The problem could be exacerbated as trusts seek to cut costs, he said. “If people are not involved and don’t feel their voice is being heard, their belief becomes that those decisions are based on finance, without consideration about care.”
Research for the Department of Health, published this year, on the link between staff satisfaction and patient experience, showed where more staff had structured appraisals and clear goals, they communicated better with patients (news, page 5, 16 February).
The research’s author Jeremy Dawson, director of the Aston Business School Institute for Health Services Effectiveness, said other work had shown a link between good staff management practices, such as regular appraisals given by senior nurses, and improving death rates.

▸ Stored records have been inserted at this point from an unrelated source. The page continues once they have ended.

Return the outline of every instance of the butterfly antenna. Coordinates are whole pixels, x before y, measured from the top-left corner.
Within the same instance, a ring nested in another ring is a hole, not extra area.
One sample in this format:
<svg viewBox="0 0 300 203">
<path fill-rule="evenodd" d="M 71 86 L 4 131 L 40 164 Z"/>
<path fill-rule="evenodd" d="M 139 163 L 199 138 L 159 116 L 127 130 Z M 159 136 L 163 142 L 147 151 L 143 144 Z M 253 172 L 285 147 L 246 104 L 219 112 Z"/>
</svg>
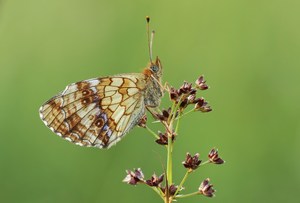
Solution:
<svg viewBox="0 0 300 203">
<path fill-rule="evenodd" d="M 150 39 L 150 59 L 151 59 L 151 62 L 152 62 L 152 44 L 153 44 L 154 34 L 155 34 L 155 31 L 152 30 L 152 32 L 151 32 L 151 39 Z"/>
<path fill-rule="evenodd" d="M 154 37 L 154 31 L 151 32 L 151 36 L 150 36 L 150 17 L 149 16 L 146 16 L 146 21 L 147 21 L 149 58 L 150 58 L 150 63 L 152 63 L 152 42 L 153 42 L 153 37 Z"/>
</svg>

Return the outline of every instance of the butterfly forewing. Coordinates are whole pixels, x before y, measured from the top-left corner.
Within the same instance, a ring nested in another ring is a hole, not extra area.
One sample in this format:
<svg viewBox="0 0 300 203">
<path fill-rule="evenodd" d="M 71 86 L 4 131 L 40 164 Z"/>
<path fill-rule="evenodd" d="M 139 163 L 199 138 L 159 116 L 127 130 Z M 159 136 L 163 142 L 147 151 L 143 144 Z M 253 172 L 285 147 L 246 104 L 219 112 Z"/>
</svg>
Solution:
<svg viewBox="0 0 300 203">
<path fill-rule="evenodd" d="M 40 117 L 68 141 L 109 148 L 144 115 L 145 87 L 138 73 L 73 83 L 40 108 Z"/>
</svg>

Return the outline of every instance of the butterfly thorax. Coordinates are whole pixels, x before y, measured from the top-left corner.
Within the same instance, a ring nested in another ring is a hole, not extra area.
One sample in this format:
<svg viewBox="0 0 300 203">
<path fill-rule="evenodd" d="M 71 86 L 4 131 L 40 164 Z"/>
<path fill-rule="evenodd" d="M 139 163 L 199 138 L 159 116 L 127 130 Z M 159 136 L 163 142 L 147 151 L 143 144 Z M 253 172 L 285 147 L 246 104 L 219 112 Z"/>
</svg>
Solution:
<svg viewBox="0 0 300 203">
<path fill-rule="evenodd" d="M 157 107 L 163 96 L 161 85 L 162 66 L 158 57 L 155 63 L 150 63 L 144 69 L 143 74 L 146 76 L 146 88 L 144 90 L 144 103 L 148 107 Z"/>
</svg>

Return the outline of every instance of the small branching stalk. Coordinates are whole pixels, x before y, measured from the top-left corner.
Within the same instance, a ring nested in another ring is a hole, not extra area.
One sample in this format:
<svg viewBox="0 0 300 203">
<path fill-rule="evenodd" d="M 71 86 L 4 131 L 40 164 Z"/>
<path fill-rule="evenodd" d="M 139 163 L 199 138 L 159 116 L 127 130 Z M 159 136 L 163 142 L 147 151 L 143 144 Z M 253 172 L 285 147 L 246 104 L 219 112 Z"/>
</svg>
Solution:
<svg viewBox="0 0 300 203">
<path fill-rule="evenodd" d="M 213 148 L 207 156 L 207 160 L 200 160 L 199 153 L 192 156 L 190 153 L 186 154 L 185 160 L 182 162 L 183 167 L 186 168 L 185 174 L 179 185 L 173 182 L 173 147 L 176 137 L 179 136 L 179 122 L 180 119 L 186 117 L 192 112 L 210 112 L 212 109 L 203 97 L 197 97 L 198 91 L 207 90 L 208 86 L 203 76 L 200 76 L 193 86 L 191 83 L 184 82 L 179 89 L 173 87 L 166 88 L 169 92 L 170 102 L 172 103 L 166 110 L 149 111 L 153 117 L 161 123 L 164 132 L 158 131 L 155 133 L 147 126 L 147 117 L 144 116 L 139 123 L 140 127 L 144 127 L 149 133 L 154 136 L 155 142 L 159 145 L 165 146 L 167 152 L 166 169 L 163 174 L 157 176 L 153 174 L 150 179 L 145 180 L 144 174 L 140 168 L 133 171 L 127 170 L 127 176 L 124 182 L 137 185 L 144 184 L 151 187 L 156 194 L 158 194 L 164 203 L 171 203 L 174 200 L 182 199 L 185 197 L 203 195 L 206 197 L 213 197 L 215 190 L 213 185 L 210 184 L 210 179 L 206 178 L 200 183 L 200 186 L 195 192 L 188 194 L 181 194 L 184 190 L 184 185 L 190 174 L 205 164 L 223 164 L 224 160 L 219 157 L 218 150 Z M 192 106 L 191 109 L 188 109 Z M 159 112 L 159 113 L 156 113 Z M 180 135 L 182 136 L 182 135 Z M 164 184 L 163 184 L 164 182 Z"/>
</svg>

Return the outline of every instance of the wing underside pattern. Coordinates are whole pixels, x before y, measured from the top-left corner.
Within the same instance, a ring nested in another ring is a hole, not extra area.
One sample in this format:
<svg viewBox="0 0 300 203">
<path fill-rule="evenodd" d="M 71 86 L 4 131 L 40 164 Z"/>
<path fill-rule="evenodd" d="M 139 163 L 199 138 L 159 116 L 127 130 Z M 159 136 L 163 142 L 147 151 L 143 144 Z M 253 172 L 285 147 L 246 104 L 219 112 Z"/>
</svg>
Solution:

He said: “If staff feel they know what is expected of them, how they can improve and they have training, that can only lead to better working, which naturally will lead to improved patient care.”
Among trusts that performed less well, Julie Hendry, nursing director at scandal-hit Mid Staffordshire Foundation Trust said the results, “whilst not necessarily surprising, are very disappointing”.
Portsmouth Hospitals Trust chief nurse Julie Dawes said in a statement she was “surprised and disappointed with the recorded percentages from nursing staff”. The trust had gone through “sustained change”, with three hospitals being merged into one in the summer.
Scarborough and North East Yorkshire Healthcare Trust said it had “already taken action” to address problems and George Eliot Hospital NHS Trust said it had employed a new nursing director, who aimed to improve “staff moral”. Plymouth Hospitals Trust said it recognised “there are still some lessons to be learned”.
Royal Cornwall Hospitals Trust said it was “disappointed with this picture which we feel does not yet reflect the culture of involvement and engagement we are building” following problems in recent years.